Library Philosophy and Practice 2011
Using SKOS to Express Faceted Classification on the Semantic Web
This paper looks at Simple Knowledge Organization System (SKOS) to investigate how a faceted classification can be expressed in RDF and shared on the Semantic Web.
Statement of the Problem
Faceted classification outlines facets as well as subfacets and facet values. Hierarchical relationships and associative relationships are established in a faceted classification. RDF is used to describe how a specific URI has a relationship to a facet value. Not only does RDF decompose "information into pieces," but by incorporating facet values RDF also given the URI the hierarchical and associative relationships expressed in the faceted classification. Combining faceted classification and RDF creates more knowledge than if the two stood alone. An application understands the subject-predicate-object relationship in RDF and can display hierarchical and associative relationships based on the object (facet) value. This paper continues to investigate if the above idea is indeed useful, used, and applicable. If so, how can a faceted classification be expressed in RDF? What would this expression look like?
This paper used the same articles as the paper A Survey of Faceted Classification: History, Uses, Drawbacks and the Semantic Web (Putkey, 2010). In that paper, appropriate resources were discovered by searching in various databases for "faceted classification" and "faceted search," either in the descriptor or title fields. Citations were also followed to find more articles as well as searching the Internet for the same terms. To retrieve the documents about RDF, searches combined "faceted classification" and "RDF, " looking for these words in either the descriptor or title.
Research was expanded for this article to include Simple Knowledge Organization System (SKOS) from the W3C.
To continue research from the survey paper, following questions will be answered:
Based on information from research papers, more research was done on SKOS and examples of SKOS and shared faceted classifications in the Semantic Web and about SKOS and how to express SKOS in RDF/XML. Once confident with these ideas, the author used a faceted taxonomy created in a Vocabulary Design class and encoded it using SKOS. Instead of writing RDF in a program such as Notepad, a thesaurus tool was used to create the taxonomy according to SKOS standards and then export the thesaurus in RDF/XML format. These processes and tools are then analyzed.
The initial statement of the problem was simply an extension of the survey paper done earlier in this class. To continue on with the research, more research was done into SKOS – a standard for expressing thesauri, taxonomies and faceted classifications so they can be shared on the semantic web.
Defining Faceted Classification
As noted by Louie et al. (2003), information doesn't always fit into well-defined hierarchies that users instinctively know how to browse. In information retrieval, designers don't naturally know how to structure information so it can be found by others. As with any other classification, faceted classification aims to organize objects so they can be retrieved. In faceted classification, there are facets, subfacets (also called arrays) and facet values.

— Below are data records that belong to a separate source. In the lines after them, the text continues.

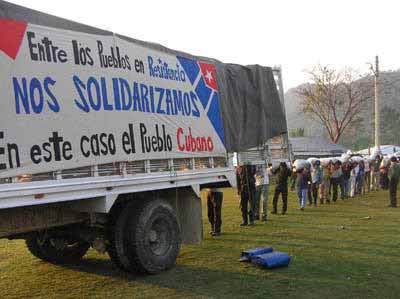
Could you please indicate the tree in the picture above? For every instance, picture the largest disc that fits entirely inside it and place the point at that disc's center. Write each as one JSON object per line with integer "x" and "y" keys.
{"x": 334, "y": 98}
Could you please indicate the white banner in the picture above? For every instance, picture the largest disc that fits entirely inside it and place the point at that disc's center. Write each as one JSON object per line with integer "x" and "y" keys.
{"x": 70, "y": 99}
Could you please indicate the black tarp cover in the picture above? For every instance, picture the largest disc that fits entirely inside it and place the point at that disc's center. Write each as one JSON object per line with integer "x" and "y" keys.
{"x": 251, "y": 109}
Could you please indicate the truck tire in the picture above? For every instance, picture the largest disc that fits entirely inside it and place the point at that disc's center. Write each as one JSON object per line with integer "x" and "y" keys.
{"x": 146, "y": 237}
{"x": 57, "y": 249}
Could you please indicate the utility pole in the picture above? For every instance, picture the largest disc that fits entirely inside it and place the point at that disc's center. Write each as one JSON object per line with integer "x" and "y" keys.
{"x": 376, "y": 87}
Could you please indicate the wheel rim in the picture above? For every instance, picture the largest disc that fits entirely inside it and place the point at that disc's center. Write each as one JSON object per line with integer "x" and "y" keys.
{"x": 158, "y": 237}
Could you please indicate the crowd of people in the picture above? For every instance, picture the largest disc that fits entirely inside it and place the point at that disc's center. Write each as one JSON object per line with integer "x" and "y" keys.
{"x": 318, "y": 181}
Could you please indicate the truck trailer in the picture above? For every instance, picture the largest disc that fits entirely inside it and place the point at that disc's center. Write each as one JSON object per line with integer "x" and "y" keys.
{"x": 107, "y": 141}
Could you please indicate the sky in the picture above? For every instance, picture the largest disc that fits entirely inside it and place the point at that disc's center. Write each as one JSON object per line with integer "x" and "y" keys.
{"x": 296, "y": 35}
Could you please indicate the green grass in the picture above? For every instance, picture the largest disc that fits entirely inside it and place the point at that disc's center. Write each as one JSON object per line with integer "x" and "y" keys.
{"x": 336, "y": 253}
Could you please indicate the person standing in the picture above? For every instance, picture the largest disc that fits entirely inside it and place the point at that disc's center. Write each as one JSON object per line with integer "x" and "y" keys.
{"x": 325, "y": 185}
{"x": 375, "y": 174}
{"x": 262, "y": 188}
{"x": 303, "y": 178}
{"x": 353, "y": 179}
{"x": 394, "y": 176}
{"x": 336, "y": 177}
{"x": 367, "y": 176}
{"x": 316, "y": 180}
{"x": 214, "y": 208}
{"x": 283, "y": 173}
{"x": 360, "y": 178}
{"x": 383, "y": 175}
{"x": 246, "y": 188}
{"x": 346, "y": 169}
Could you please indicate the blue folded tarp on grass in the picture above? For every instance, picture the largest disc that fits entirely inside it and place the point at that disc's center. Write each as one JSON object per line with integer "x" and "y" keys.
{"x": 271, "y": 260}
{"x": 247, "y": 255}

Fagan states,
Hearst defines facets as a [sic] "a set of meaningful labels organized in such a way as to reflect the concepts relevant to a domain." LaBarre defines facets as representing "the categories, properties, attributes, characteristics, relations, functions or concepts that are central to the set of documents or entities being organized and which are of particular interest to the user group. (2010, p. 58)
Facets are the overall containers for the rest of the values. A facet can contain subfacets that further divide the values a facet might have. Using subfacets makes the faceted classification into a hierarchical faceted classification. Finally, each facet or subfacet has values that are applied to documents.
Broughton defines faceted classification as "…adequate object description (labeling [sic] the items to support subject retrieval), providing search tools that support browsing, navigation and retrieval, and, to a more limited extent, the presentation of results" (2006, p. 50). Broughton states that faceted classification helps to: synthesize the complexity of a subject; provide a consistent, logical and regular syntax and structure which can be used by computers; be used in a user interface on a computer or on the Internet; be easily converted into a thesaurus or subject headings; and provide a tool for browsing (2006).
Faceted classification has some standards that need to be followed in order for the classification to be truly faceted. The classification should have the following:
As well as these attributes, an important point is that each facet and its values must stand alone and cannot overlap with another facet. The facets must be mutually exclusive. The values within a facet must be exhaustive. "If the analysis is accurate there should be no difficulty about this. Enumerative systems on the other hand often produce groupings of classes that are not mutually exclusive, and that is a sure sign of a "non-faceted" structure" (Broughton, 2006, p. 54). This value would not be repeated elsewhere in another facet. If a thesaurus or classification system states that it is faceted, but re-uses the same value in two different facets, it should not be considered truly faceted.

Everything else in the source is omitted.